Actually, no, that’s a very, very good point.
The Timbers — sans a good portion of their spine in Fanendo Adi, David Guzman, Liam Ridgewell, and Jake Gleeson — went on the road and earned a deserved draw against the hottest team in MLS.
There’s no need for qualification or equivocation. That was a good performance and a great result for the Timbers.
The Timbers’ inability to close out games has in large part crippled their 2017 season. Over and over again throughout the course of the spring and summer, the Timbers let points slip away late in games as they failed to find the dagger and gave away poor late goals.
So you’d be forgiven if you didn’t foresee the Timbers turning into a team that grinds out results late in the season. Nonetheless, here we are.
Against each of New York, Colorado, and Sunday against Seattle, the Timbers have ground out close results and come away with a very impressive seven points in three games. Before Sunday there were reasonable questions about whether the Timbers could do so against better opponents than a second-choice Red Bulls side and a pathetic Rapids team.
Well, you have your answer.
How did the Timbers do it? Well, with pretty conventional low-block defending. After the Sounders found Jordan Morris in behind a couple times in the opening moments of the second half, the Timbers dropped their defensive block a little bit and forced the Sounders to break them down. A very clear pattern emerges from the Timbers’ second-half defensive actions chart:
The Timbers had two defensive aims late in the game: First, the Timbers wanted to deny the Sounders early balls into the box. Hence the flurry of defensive actions on the flanks 20-35 yards from the byline. The purpose of this is to try to limit Seattle’s ability to get balls into the box as the backline is getting set. A backline in motion is a backline in which the likes of Clint Dempsey and Jordan Morris can find dangerous space. That’s a lot more difficult when the backline is set and the midfield is able to help close down spaces at the top of the box.
Second, once the backline was set, the Timbers relied on their centerbacks (and — to his credit — Vytas) to mop up anything and everything that came into the box from wide areas.

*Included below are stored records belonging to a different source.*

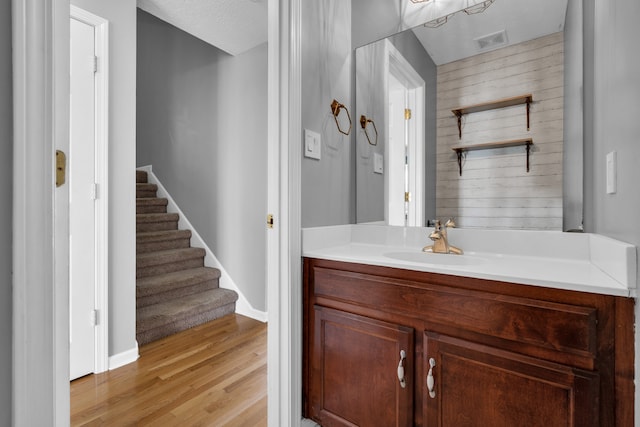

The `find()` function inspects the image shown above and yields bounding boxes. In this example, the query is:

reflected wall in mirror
[354,0,584,230]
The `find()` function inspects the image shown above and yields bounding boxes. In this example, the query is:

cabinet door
[308,306,414,427]
[423,332,599,427]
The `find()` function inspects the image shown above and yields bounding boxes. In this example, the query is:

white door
[69,16,97,381]
[387,74,407,226]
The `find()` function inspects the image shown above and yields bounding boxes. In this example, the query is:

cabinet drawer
[312,266,598,365]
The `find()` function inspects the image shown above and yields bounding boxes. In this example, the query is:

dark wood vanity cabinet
[303,258,635,427]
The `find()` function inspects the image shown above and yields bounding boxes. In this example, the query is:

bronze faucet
[422,219,463,255]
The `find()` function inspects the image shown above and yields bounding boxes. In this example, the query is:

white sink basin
[383,251,487,266]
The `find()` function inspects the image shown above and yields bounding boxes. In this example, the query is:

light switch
[304,129,321,160]
[373,152,383,174]
[606,151,617,194]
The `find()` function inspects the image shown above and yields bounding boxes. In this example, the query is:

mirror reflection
[355,0,582,231]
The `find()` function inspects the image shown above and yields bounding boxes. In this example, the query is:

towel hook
[359,115,378,146]
[331,99,352,136]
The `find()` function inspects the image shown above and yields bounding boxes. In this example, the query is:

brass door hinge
[56,150,66,187]
[404,192,411,202]
[267,214,274,229]
[404,109,412,120]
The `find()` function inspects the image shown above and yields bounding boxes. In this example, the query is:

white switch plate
[304,129,321,160]
[606,151,617,194]
[373,152,383,174]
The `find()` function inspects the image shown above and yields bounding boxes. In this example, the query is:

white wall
[136,10,268,311]
[70,0,137,357]
[588,0,640,420]
[436,33,564,230]
[0,0,12,423]
[301,0,355,227]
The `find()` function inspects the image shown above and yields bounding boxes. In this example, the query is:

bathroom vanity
[302,225,636,426]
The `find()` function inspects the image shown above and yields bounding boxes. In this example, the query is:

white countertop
[302,225,637,297]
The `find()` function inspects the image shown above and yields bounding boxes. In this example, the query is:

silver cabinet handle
[427,357,436,398]
[397,350,406,388]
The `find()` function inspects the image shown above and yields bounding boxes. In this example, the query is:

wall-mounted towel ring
[360,115,378,146]
[331,99,352,135]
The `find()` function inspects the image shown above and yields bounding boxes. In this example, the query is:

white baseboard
[109,343,139,370]
[138,165,268,323]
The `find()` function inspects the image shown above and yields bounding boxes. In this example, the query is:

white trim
[267,0,303,425]
[108,343,140,370]
[12,0,70,424]
[138,166,268,323]
[70,5,111,376]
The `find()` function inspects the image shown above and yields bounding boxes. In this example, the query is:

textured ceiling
[137,0,267,56]
[411,0,569,65]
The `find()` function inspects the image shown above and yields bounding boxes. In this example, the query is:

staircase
[136,170,238,345]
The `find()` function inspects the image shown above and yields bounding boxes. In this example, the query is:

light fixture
[424,15,450,28]
[464,0,495,15]
[421,0,497,28]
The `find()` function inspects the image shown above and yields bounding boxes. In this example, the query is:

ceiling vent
[474,29,508,51]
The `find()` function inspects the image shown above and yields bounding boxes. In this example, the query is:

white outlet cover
[373,152,384,174]
[304,129,321,160]
[606,151,617,194]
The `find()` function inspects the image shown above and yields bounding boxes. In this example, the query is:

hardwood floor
[70,314,267,426]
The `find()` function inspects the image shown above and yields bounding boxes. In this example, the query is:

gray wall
[0,0,12,423]
[301,0,355,227]
[71,0,138,357]
[136,10,267,311]
[585,0,640,417]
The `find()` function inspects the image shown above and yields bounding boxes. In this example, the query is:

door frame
[70,5,110,376]
[12,0,70,424]
[14,0,294,424]
[385,40,425,227]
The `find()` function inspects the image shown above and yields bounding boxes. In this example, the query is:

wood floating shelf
[451,94,533,138]
[451,138,533,176]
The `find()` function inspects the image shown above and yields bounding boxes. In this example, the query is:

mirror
[354,0,583,231]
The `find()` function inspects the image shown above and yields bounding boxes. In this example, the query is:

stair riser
[137,238,191,254]
[136,304,236,346]
[136,170,148,183]
[137,221,178,232]
[137,205,168,214]
[137,190,157,198]
[137,280,218,308]
[137,257,204,278]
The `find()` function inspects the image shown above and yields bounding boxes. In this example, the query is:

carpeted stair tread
[136,229,191,253]
[136,170,148,183]
[136,247,205,278]
[137,212,179,223]
[137,229,191,242]
[137,267,220,296]
[136,267,221,308]
[136,183,158,198]
[137,197,168,214]
[136,289,238,344]
[137,247,205,269]
[136,213,179,232]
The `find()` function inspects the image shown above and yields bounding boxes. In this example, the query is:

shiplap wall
[436,32,564,230]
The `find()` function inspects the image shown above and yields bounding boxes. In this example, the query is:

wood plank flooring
[70,314,267,426]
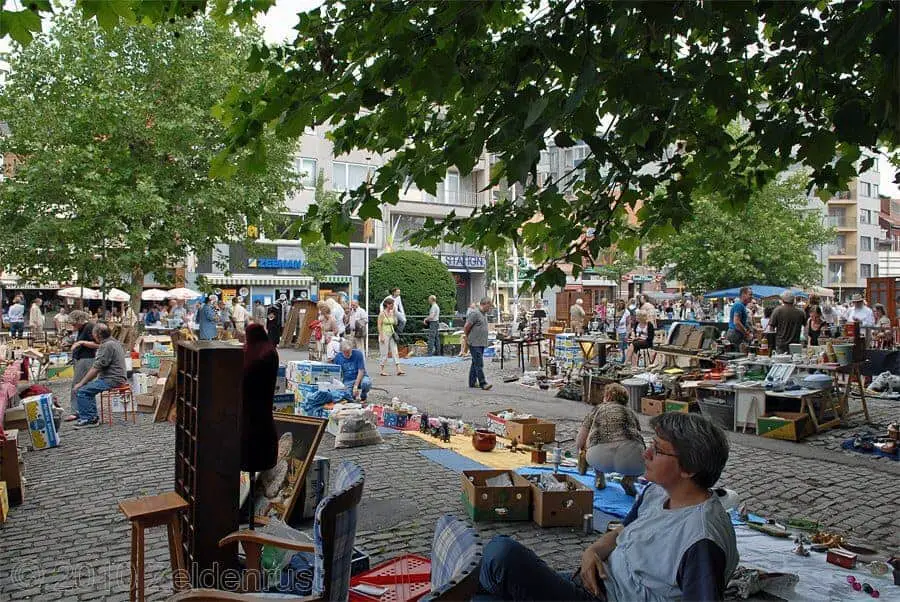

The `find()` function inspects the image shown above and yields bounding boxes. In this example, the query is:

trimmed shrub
[367,250,457,330]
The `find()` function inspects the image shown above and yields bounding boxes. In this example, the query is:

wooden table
[500,338,544,371]
[765,387,843,433]
[575,336,617,370]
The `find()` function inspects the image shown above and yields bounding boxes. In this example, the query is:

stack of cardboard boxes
[133,358,175,414]
[285,360,342,411]
[554,333,582,372]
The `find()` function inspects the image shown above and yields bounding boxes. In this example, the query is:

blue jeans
[427,321,440,355]
[477,536,603,601]
[75,378,117,421]
[9,322,23,338]
[469,346,487,388]
[345,375,371,401]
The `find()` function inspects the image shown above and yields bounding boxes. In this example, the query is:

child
[576,382,646,496]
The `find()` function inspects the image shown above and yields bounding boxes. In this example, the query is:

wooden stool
[119,492,189,602]
[99,383,136,425]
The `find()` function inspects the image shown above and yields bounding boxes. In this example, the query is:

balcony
[423,190,482,207]
[826,243,857,258]
[827,190,856,204]
[827,216,857,230]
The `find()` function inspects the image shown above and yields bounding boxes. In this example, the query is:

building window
[873,184,880,197]
[861,236,872,251]
[861,264,871,279]
[874,263,879,277]
[860,209,872,224]
[332,161,375,191]
[295,158,317,187]
[444,171,460,204]
[828,262,845,282]
[860,182,872,197]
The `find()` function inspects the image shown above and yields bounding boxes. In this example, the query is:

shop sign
[440,254,487,270]
[247,258,304,269]
[631,274,654,283]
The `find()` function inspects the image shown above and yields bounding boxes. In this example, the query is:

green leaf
[2,9,43,45]
[523,96,549,129]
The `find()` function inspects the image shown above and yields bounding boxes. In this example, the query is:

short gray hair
[340,339,353,352]
[650,413,729,489]
[479,296,492,306]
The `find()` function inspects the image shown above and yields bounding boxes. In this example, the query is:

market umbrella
[57,286,101,300]
[141,288,169,301]
[167,287,202,301]
[104,288,131,302]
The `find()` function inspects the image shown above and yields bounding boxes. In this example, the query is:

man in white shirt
[231,298,248,336]
[29,298,44,337]
[346,300,368,349]
[424,295,441,355]
[8,296,25,338]
[846,294,875,327]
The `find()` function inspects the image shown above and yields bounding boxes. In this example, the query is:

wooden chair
[421,514,483,602]
[169,512,482,602]
[172,461,365,601]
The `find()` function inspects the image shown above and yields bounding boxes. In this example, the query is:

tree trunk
[130,266,144,310]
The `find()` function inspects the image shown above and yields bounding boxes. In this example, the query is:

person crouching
[576,382,646,497]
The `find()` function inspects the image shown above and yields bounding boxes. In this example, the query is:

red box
[349,554,431,602]
[826,548,857,569]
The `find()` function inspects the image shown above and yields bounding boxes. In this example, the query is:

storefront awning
[319,275,352,284]
[204,274,314,287]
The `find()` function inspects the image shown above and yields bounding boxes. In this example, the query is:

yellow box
[0,481,9,523]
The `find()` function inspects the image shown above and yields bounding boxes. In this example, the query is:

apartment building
[194,126,489,312]
[817,164,883,296]
[877,197,900,278]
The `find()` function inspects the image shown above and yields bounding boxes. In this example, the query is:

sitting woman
[626,309,654,367]
[576,383,645,497]
[477,413,738,602]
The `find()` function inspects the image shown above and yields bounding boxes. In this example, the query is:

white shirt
[331,304,346,335]
[8,303,24,323]
[348,307,368,333]
[847,305,875,327]
[382,295,405,319]
[231,304,247,324]
[617,309,631,333]
[325,337,342,361]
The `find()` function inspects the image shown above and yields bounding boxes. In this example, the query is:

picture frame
[240,414,327,526]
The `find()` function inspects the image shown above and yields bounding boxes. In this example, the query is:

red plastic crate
[349,554,432,602]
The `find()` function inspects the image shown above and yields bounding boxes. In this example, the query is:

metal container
[621,378,650,413]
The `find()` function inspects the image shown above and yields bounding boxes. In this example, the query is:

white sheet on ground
[735,525,899,601]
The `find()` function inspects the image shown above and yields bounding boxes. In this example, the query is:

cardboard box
[286,360,341,385]
[0,430,23,505]
[641,397,665,417]
[506,418,556,445]
[0,481,8,523]
[158,359,175,380]
[299,456,330,520]
[486,408,516,437]
[3,406,28,433]
[665,400,694,414]
[22,393,60,450]
[460,470,531,522]
[757,412,814,441]
[135,393,158,412]
[529,474,594,527]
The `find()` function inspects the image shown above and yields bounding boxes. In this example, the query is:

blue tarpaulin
[703,285,808,300]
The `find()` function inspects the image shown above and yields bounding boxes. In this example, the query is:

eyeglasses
[648,440,678,458]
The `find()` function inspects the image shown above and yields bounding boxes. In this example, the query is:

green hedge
[367,250,457,329]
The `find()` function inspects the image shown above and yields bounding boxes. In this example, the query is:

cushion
[430,515,481,591]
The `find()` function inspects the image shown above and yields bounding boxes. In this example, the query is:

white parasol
[167,287,202,301]
[104,288,131,302]
[57,286,101,300]
[141,288,169,301]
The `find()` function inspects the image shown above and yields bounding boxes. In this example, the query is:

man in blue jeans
[464,297,492,391]
[332,339,371,400]
[71,323,127,428]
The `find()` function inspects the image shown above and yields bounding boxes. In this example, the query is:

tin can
[583,514,593,535]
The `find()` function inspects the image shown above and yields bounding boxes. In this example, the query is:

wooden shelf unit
[174,341,243,587]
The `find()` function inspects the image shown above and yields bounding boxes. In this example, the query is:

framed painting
[240,414,327,526]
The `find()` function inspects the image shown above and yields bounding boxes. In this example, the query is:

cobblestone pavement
[1,353,898,600]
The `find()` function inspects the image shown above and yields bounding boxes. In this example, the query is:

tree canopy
[0,9,299,300]
[366,250,457,326]
[646,173,834,292]
[4,1,898,292]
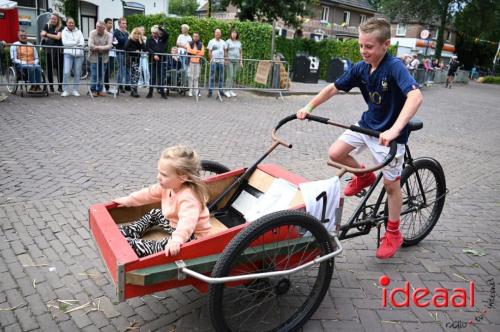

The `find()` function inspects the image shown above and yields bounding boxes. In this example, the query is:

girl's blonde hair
[129,27,142,42]
[161,146,208,205]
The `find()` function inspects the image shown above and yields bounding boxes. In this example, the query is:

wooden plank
[126,236,317,286]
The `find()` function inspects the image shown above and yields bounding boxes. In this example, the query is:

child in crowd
[297,17,423,259]
[113,146,211,257]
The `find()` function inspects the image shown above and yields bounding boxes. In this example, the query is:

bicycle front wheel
[399,158,446,247]
[208,210,334,332]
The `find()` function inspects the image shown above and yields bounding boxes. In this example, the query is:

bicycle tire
[201,160,230,178]
[208,210,334,332]
[398,158,446,247]
[6,67,18,94]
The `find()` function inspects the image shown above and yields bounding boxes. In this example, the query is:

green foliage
[454,0,500,42]
[126,14,397,80]
[481,76,500,84]
[60,0,79,26]
[220,0,318,28]
[455,33,499,70]
[379,0,462,60]
[169,0,199,17]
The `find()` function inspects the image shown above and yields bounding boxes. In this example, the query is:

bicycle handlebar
[271,114,398,175]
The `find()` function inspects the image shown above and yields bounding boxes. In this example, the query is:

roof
[322,0,377,13]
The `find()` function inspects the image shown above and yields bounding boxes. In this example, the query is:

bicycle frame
[338,144,429,241]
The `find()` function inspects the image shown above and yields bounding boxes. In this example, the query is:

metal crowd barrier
[0,43,291,101]
[412,68,470,86]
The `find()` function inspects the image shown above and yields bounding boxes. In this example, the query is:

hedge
[480,76,500,84]
[124,14,397,80]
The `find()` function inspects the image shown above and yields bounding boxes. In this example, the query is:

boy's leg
[376,178,404,259]
[363,138,405,259]
[333,130,377,196]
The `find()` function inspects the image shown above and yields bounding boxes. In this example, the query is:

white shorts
[338,127,406,181]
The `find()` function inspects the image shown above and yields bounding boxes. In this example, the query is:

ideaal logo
[379,275,475,308]
[378,275,496,329]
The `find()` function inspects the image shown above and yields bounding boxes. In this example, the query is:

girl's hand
[112,197,129,207]
[165,240,181,257]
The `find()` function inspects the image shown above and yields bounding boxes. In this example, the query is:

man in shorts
[297,17,423,259]
[445,56,460,88]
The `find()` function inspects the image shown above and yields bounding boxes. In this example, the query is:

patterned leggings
[119,208,185,257]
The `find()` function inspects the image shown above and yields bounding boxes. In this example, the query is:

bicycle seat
[408,119,423,132]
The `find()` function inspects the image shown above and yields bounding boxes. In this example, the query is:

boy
[297,17,423,259]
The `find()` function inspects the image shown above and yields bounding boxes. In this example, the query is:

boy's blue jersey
[334,53,418,144]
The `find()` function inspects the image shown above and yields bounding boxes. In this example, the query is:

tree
[169,0,199,17]
[219,0,318,28]
[54,0,79,25]
[379,0,466,60]
[454,0,500,41]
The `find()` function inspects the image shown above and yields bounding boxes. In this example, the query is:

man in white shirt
[207,29,227,97]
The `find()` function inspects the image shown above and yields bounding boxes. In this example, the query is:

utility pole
[271,20,276,60]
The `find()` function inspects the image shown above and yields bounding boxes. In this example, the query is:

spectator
[432,58,440,70]
[146,25,168,99]
[176,24,192,87]
[138,26,150,88]
[88,21,112,97]
[445,56,460,89]
[104,18,116,93]
[0,40,8,101]
[406,54,420,76]
[470,65,478,80]
[207,28,227,98]
[124,27,145,98]
[423,58,434,85]
[186,32,205,97]
[10,30,43,92]
[225,29,242,97]
[166,46,182,94]
[61,17,85,97]
[41,13,64,93]
[114,17,129,93]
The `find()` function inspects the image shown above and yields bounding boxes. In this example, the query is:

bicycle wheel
[201,160,230,178]
[398,158,446,247]
[6,67,18,94]
[208,210,334,332]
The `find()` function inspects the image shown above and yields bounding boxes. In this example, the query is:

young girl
[113,146,211,257]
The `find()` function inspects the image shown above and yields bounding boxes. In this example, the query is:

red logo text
[379,275,475,308]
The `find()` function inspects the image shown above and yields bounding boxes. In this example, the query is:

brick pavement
[0,82,499,331]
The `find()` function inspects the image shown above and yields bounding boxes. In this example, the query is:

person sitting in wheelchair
[10,30,43,92]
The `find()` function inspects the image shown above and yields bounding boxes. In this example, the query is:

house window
[321,6,329,22]
[360,14,367,24]
[343,11,350,25]
[17,0,36,7]
[396,23,406,36]
[446,30,452,41]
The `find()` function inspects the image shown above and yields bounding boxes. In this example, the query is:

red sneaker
[343,171,376,196]
[376,230,403,259]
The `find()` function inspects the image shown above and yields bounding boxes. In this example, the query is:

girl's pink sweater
[118,184,211,244]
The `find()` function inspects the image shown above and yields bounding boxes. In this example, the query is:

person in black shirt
[114,17,130,93]
[145,25,168,99]
[445,56,460,89]
[124,28,145,97]
[41,13,64,92]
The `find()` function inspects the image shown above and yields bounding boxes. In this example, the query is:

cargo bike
[89,114,446,331]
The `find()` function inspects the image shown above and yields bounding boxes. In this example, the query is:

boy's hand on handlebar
[296,108,310,120]
[379,128,400,146]
[165,240,181,257]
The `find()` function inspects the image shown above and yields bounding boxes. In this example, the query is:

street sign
[420,29,430,39]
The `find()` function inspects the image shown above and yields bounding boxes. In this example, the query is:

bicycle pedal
[355,189,367,198]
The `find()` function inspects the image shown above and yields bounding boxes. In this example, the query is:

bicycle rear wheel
[398,158,446,247]
[201,160,230,178]
[208,210,334,332]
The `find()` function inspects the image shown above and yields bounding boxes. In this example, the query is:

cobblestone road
[0,82,499,331]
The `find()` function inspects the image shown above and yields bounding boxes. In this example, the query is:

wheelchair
[6,60,49,97]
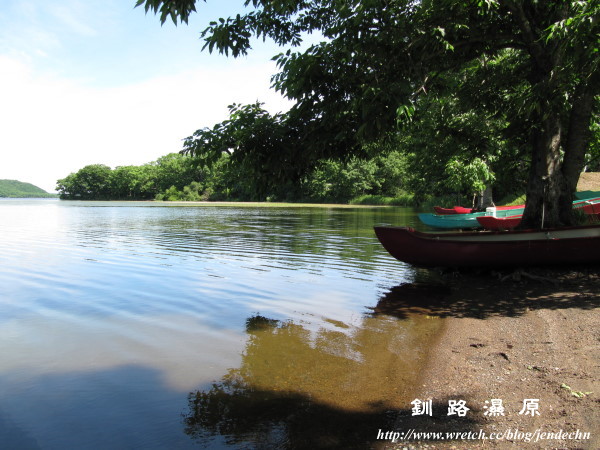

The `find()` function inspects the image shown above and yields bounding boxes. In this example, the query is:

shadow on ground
[372,267,600,320]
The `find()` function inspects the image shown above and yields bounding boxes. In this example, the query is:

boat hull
[374,225,600,268]
[575,191,600,200]
[476,215,522,231]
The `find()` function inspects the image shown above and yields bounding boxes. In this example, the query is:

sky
[0,0,296,192]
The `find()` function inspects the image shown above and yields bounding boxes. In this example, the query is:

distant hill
[0,179,56,198]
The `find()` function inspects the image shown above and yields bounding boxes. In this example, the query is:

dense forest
[0,179,55,198]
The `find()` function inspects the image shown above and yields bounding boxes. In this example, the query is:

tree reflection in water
[183,313,443,448]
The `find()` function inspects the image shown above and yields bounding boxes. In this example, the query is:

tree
[151,153,204,192]
[56,154,210,200]
[110,165,153,199]
[394,73,526,205]
[304,157,381,202]
[57,164,112,200]
[182,103,306,198]
[138,0,599,227]
[444,156,496,209]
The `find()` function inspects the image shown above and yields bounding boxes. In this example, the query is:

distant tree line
[55,150,413,203]
[57,154,202,201]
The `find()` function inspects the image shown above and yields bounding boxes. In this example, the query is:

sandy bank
[375,271,600,449]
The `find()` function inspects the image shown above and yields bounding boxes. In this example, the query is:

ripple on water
[0,200,436,448]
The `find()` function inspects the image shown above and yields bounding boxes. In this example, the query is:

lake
[0,199,443,449]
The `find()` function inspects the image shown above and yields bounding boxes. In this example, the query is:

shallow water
[0,199,441,448]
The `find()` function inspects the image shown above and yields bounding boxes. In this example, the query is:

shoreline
[42,198,395,208]
[378,271,599,449]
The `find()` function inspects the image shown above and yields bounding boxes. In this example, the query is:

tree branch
[504,1,552,74]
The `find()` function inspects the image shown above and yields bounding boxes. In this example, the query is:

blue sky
[0,0,294,192]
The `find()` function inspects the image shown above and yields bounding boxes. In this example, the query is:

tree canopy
[56,151,411,203]
[137,0,599,227]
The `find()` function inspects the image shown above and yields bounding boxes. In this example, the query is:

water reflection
[0,200,424,447]
[183,313,443,448]
[65,204,413,282]
[0,410,40,450]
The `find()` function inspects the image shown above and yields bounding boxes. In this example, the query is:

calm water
[0,199,441,449]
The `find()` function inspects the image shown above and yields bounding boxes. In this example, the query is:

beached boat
[418,206,525,229]
[374,225,600,268]
[424,196,600,230]
[435,193,600,216]
[476,199,600,231]
[575,191,600,200]
[418,213,481,229]
[433,206,473,215]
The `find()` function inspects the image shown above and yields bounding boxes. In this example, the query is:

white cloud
[0,312,245,391]
[0,55,291,192]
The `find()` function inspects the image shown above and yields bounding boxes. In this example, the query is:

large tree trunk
[558,81,596,223]
[506,2,598,230]
[519,81,595,229]
[507,1,566,230]
[519,113,563,229]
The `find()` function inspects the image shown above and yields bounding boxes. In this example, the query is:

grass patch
[560,383,592,398]
[497,193,526,206]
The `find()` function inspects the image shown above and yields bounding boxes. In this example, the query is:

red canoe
[433,206,473,215]
[374,225,600,268]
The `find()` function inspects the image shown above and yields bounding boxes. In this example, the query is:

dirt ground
[577,172,600,192]
[374,269,600,449]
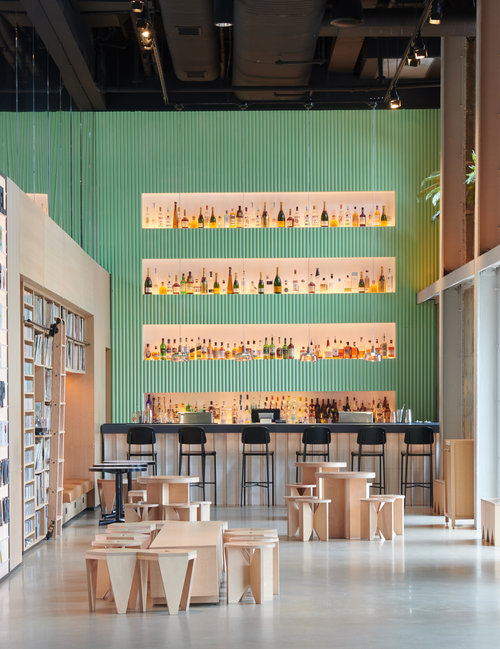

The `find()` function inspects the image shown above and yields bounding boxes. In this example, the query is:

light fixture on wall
[329,0,364,27]
[389,88,401,110]
[429,0,442,25]
[213,0,233,27]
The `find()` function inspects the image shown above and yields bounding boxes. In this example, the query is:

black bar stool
[127,426,157,475]
[240,426,274,507]
[350,426,386,493]
[400,426,434,505]
[295,426,331,481]
[178,426,217,506]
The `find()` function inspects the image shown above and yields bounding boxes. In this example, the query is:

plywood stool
[297,498,330,542]
[86,549,139,614]
[128,489,147,503]
[124,502,159,522]
[162,503,200,522]
[223,530,279,594]
[286,483,316,497]
[433,479,445,516]
[191,501,211,521]
[224,541,275,604]
[137,549,197,614]
[481,498,500,545]
[373,494,405,535]
[360,497,396,541]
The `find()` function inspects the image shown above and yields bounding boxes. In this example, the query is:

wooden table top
[138,475,200,484]
[295,461,347,468]
[151,521,226,549]
[315,471,376,479]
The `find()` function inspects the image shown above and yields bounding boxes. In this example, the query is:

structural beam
[328,37,365,75]
[20,0,105,110]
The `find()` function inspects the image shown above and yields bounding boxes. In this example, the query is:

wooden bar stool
[224,541,275,604]
[137,549,197,615]
[374,494,405,535]
[360,496,396,541]
[162,502,200,521]
[286,483,316,497]
[223,529,279,595]
[127,489,147,503]
[191,501,211,521]
[124,502,159,522]
[297,498,330,542]
[86,548,139,614]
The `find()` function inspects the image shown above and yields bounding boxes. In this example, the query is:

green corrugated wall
[0,109,439,421]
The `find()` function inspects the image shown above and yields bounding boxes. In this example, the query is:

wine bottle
[230,208,236,228]
[144,268,153,294]
[320,201,328,227]
[200,268,208,294]
[236,205,244,228]
[258,272,264,294]
[262,202,269,228]
[288,337,294,359]
[274,267,282,294]
[381,205,388,226]
[213,272,220,294]
[352,206,359,227]
[160,337,166,360]
[277,201,285,228]
[198,207,204,228]
[233,273,240,294]
[378,266,386,293]
[269,336,276,359]
[172,201,178,229]
[263,337,269,359]
[227,267,233,294]
[359,207,366,226]
[209,207,216,228]
[287,209,294,228]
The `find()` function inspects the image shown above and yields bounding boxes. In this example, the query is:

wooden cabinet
[444,439,474,527]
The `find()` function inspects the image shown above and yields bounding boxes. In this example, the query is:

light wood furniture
[137,549,197,614]
[223,528,279,595]
[286,483,316,497]
[443,439,474,527]
[224,541,275,604]
[295,461,347,497]
[481,498,500,546]
[150,520,226,603]
[316,471,375,539]
[375,494,405,535]
[192,501,211,521]
[285,496,330,541]
[162,503,199,522]
[86,548,139,614]
[433,479,445,515]
[138,475,199,506]
[360,497,395,541]
[124,502,159,522]
[128,489,147,503]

In other words, the Timbers tried to force Seattle into low-percentage crosses and to make sure they didn’t give up a goal on a low-percentage entry ball. Like I said, it wasn’t rocket science.
Except it sort of was rocket science for the Timbers earlier in the season, as they gave up multiple costly goals from exactly those kinds of balls.
Rocket science or not, though, on Sunday it was successful. Aside from a poor Larrys Mabiala clearance that but for a nice Jeff Attinella save, the Sounders lacked for quality chances despite throwing the kitchen sink into the attack.
Now, to be sure, the Timbers are hardly a park-the-bus kind of team. And it wouldn’t be accurate to say that’s what they did on Sunday. But, as is natural on the road against a quality opponent, they did have to weather a storm on Sunday. Unlike so many times this year, they successfully did so on Sunday, as they have done three times over the course of the last nine days.
If this is going to become a longer-term trend, the Timbers could be poised to put together another late-season run.